While the image processing algorithm is a good solution for Control, the approximation falls short in handling certain types of motion. Let’s look at an example of native 1080p vs. 1080p DLSS in Control. Notice how the flames on the right are not as well defined as in native resolution.

Clearly, there’s opportunity for further advancement.

Going forward, NVIDIA's goal for DLSS will be to optimize the AI research model so that it can be used to reach playable frame rates.

Let’s look at an example of our image processing algorithm vs. our AI research model. The video below shows a cropped Unreal Engine 4 scene of a forest fire with moving flames and embers. Notice how the image processing algorithm blurs the movement of flickering flames and discards most flying embers. In contrast, you’ll notice that our AI research model captures the fine details of these moving objects.

With further optimization, we believe AI will clean up the remaining artifacts in the image processing algorithm while keeping FPS high.

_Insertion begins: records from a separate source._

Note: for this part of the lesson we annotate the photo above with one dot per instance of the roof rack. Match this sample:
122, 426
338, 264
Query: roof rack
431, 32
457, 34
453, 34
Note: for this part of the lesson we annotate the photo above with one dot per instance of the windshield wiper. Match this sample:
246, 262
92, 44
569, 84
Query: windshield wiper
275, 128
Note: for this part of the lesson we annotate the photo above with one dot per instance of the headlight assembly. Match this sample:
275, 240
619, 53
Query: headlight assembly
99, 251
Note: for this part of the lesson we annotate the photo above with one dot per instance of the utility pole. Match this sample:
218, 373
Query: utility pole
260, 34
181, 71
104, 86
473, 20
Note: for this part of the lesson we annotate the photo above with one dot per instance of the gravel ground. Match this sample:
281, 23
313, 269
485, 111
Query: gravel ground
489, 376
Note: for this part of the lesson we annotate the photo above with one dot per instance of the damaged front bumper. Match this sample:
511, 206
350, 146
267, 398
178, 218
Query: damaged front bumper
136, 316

The new DLSS techniques available in Control are our best yet. We’re also continuing to invest heavily in AI super resolution to deliver the next level of image quality.

Our next step is optimizing our AI research model to run at higher FPS. Turing’s 110 Tensor teraflops are ready and waiting for this next round of innovation. When it arrives, we’ll deploy the latest enhancements to gamers via our Game Ready Drivers.

Between DLSS and NAS (NVIDIA Adaptive Shading), the house of GeForce is clearly busy trying to boost the average performance in games, likely so that the computational cost of ray tracing becomes more and more bearable for the hardware. We'll keep track of their progress and report to you here on Wccftech.